Closure of positive operator is positive

Question

Let $\mathcal{H}$ be a Hilbert space and $A:\mathcal{D}(A)\to\mathcal{H}$ be a densely-defined, closable linear operator. It is called positive (or better non-negative), if $\langle Ax,x\rangle\in\mathbb{R}$ for all $x\in\mathcal{D}(A)$ and

$$\langle Ax,x\rangle\geq 0\qquad\qquad\forall x\in\mathcal{D}(A)$$

Now, consider the closure $\overline{A}:\mathcal{D}(\overline{A})\to\mathcal{H}$. My question:

If $A$ is positive, does this imply that also $\overline{A}$ is positive?

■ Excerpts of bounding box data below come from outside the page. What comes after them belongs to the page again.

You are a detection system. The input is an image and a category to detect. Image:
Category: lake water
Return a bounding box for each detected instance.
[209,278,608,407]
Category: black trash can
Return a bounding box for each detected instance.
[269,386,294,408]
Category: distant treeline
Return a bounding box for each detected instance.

By definition, $\omega\in\mathcal{D}(\overline{A})$, if there exists a sequence $(\omega_{n})_{n}$ in $\mathcal{D}(A)$ converging to $\omega$ such that $(A\omega_{n})_{n}$ is convergent. In this case, we set $\overline{A}\omega:=\lim_{n\to\infty} A\omega_{n}$. My first idea was trying to prove that

$$\langle A\omega_{n},\omega_{n}\rangle\to\langle\overline{A}\omega,\omega\rangle\qquad \mathrm{as}\quad n\to\infty$$

because this would prove the claim (a non-negative series in $\mathbb{R}$ always converges to a non-negative element). However, I am not sure whether the limit above is correct, since in general, if $a_{n}$ and $b_{n}$ are two convergent sequences with limits $a$ and $b$, respectively, then in general it is not true that $\langle a_{n},b_{n}\rangle$ converges to $\langle a,b\rangle$.

Answer 1

To see that the convergence

$$\langle A\omega_{n},\omega_{n}\rangle\to\langle\overline{A}\omega,\omega\rangle$$

we make the following estimates:

$$\vert \langle A\omega_{n},\omega_{n}\rangle-\langle\overline{A}\omega,\omega\rangle\vert = \vert \langle A\omega_{n},\omega_{n}\rangle-\langle\overline{A}\omega,\omega+\omega_{n}-\omega_{n}\rangle\vert =\\=\vert\langle A\omega_{n}-\overline{A}\omega,\omega_{n}\rangle-\langle\overline{A}\omega,\omega-\omega_{n}\rangle\vert\leq \underbrace{\Vert A\omega_{n}-\overline{A}\omega\Vert}_{\to 0}\cdot\underbrace{\Vert\omega_{n}\Vert}_{\to \Vert\omega\Vert}+\Vert\overline{A}\omega\Vert\cdot\underbrace{\Vert\omega-\omega_{n}\Vert}_{\to 0}\xrightarrow{n\to\infty}0$$

where we used the triangle inequality, the Cauchy-Schwarz inequality as well as the fact that convergence implies convergence of norms, i.e. $\omega_{n}\to\omega$ implies $\Vert\omega_{n}\Vert\to\Vert\omega\Vert$ (by the inverse triangle inequality).

Answer 2

By definition $(x,y)$ belongs to the graph of $\overline{A}$ if there exists a sequence $x_n\in D(A)$ such that $x_n\to x$ and $Ax_n\to y.$ Then $$\langle \overline{A}x,x\rangle=\langle y,x\rangle =\lim_n\langle Ax_n,x_n\rangle\ge 0$$ The second equality follows from the continuity of the inner product as the function of two variables. The latter follows from $$\langle a_n,b_n\rangle -\langle a,b\rangle \\ =\langle a_n-a,b_n-b\rangle +\langle a,b_n-b\rangle +\langle a_n-a,b\rangle$$ and the Cauchy-Schwarz inequality applied to each of the three terms.